A level two or three offender must appear in person annually (or, if determined to be a sexually violent predator under G. L. c. 6, § 178K [2] [c], every ninety days) at the local police department in the city or town where the offender lives or works to verify the accuracy of the registration information on file. The offender’s photograph and fingerprints will also be updated at this time. If an offender lists a homeless shelter as his residence, the offender is required to appear every ninety days to verify the accuracy of the information on file. G. L. c. 6, § 178F V2.
In addition to the factors specified in G. L. c. 6, § 178K (1) (a)-(l), the board considers whether the sex offender is progressing less than satisfactorily or successfully completed sex offender specific treatment. 803 Code Mass.

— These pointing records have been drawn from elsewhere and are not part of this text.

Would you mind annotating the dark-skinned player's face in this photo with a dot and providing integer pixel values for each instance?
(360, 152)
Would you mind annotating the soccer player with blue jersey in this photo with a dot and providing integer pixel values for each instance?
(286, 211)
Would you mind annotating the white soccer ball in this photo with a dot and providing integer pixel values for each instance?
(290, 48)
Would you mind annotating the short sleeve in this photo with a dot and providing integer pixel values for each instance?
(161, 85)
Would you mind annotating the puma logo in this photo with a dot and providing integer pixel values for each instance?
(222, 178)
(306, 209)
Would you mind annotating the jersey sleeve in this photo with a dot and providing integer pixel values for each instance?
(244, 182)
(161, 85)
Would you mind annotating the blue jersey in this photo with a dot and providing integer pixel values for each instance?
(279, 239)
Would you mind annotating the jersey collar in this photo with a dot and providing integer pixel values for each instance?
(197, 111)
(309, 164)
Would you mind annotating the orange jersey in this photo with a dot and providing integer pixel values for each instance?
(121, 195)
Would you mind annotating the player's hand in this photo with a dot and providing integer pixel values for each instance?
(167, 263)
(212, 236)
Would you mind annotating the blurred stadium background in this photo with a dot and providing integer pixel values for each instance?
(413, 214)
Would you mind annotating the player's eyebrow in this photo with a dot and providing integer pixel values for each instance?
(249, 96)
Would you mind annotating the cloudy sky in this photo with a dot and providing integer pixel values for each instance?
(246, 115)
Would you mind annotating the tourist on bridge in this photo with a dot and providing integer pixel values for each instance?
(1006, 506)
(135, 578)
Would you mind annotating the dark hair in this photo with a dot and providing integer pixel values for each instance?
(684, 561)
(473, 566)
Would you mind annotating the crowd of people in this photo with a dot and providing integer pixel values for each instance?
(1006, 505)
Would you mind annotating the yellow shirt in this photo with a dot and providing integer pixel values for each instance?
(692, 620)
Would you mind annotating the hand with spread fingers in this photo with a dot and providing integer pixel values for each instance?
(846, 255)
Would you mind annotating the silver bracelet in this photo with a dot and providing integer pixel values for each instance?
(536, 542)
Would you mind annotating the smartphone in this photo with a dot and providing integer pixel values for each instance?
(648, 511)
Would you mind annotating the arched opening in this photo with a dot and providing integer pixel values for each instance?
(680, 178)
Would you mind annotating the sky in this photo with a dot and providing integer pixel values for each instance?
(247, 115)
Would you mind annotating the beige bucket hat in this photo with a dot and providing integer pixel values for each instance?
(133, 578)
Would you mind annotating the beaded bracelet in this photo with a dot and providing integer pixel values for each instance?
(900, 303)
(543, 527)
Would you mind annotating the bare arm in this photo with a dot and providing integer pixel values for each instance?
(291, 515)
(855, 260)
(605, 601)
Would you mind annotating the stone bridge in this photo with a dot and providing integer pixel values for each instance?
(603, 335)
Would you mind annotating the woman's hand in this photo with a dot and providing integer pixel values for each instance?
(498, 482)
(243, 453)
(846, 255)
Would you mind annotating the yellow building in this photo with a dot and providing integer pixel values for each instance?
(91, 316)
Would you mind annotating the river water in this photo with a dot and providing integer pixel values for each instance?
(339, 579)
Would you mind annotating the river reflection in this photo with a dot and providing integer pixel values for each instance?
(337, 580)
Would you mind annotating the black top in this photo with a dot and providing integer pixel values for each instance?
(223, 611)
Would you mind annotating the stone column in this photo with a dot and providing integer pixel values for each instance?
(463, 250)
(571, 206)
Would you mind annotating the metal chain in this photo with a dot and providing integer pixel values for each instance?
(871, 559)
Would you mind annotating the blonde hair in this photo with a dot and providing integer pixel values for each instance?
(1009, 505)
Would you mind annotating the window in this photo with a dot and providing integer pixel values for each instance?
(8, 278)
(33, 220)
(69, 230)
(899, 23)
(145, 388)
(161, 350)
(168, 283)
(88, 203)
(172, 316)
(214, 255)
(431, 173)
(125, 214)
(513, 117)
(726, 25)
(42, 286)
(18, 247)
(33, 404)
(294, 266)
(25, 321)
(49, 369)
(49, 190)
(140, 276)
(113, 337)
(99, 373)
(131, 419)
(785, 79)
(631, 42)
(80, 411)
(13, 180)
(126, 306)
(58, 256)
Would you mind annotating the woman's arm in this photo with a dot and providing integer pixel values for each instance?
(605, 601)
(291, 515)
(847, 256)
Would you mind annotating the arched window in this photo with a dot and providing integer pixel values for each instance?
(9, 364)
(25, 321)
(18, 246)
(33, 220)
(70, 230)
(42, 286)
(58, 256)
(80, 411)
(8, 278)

Regs. § 1.40(24).
Pursuant to 803 Code Mass. Regs. § 1.21 (2002), an impartial hearing is required. If the offender is indigent, counsel may be appointed to represent him at the hearing. 803 Code Mass. Regs. § 1.08 (2004). The parties are also entitled to prehearing discovery, and they are permitted to file motions before or during the hearing. 803 Code Mass. Regs. §§ 1.11, 1.18 (2002).
At the hearing, the plaintiff submitted a motion in limine seeking to exclude documents relating to the plaintiff’s alleged sexual abuse of his daughter. Although the plaintiff’s motion was denied, the examiner did not consider the information in affirming the initial level two classification.
The plaintiff’s terms of supervision for the indecent assault and battery offense included counselling “as required.” Substance abuse treatment was required, and the New Bedford Center for Human Services, Inc., issued a “non-compliance report” indicating that the plaintiff had exceeded the number of excusable absences.
New Jersey’s sex offender classification system utilizes an empirically guided risk assessment scale, known as the Registrant Risk Assessment Scale (scale), to determine the appropriate classification level of a sex offender. By using this scale along with a detailed manual specifying what constitutes low, moderate, and high risk, prosecutors determine an offender’s classification based on a numerical calculation. This calculation is based on applicable factors that are assigned a particular numerical value and then added together to determine an offender’s risk level. Matter of Registrant G.B., 147 N.J. 62, 78-79 (1996).
The plaintiff also claims that the examiner’s final decision was not based on substantial evidence because the examiner failed to use quantitative analysis. We need not address this claim. See Casey v. Massachusetts Elec. Co., 392 Mass. 876, 882 n.11 (1984).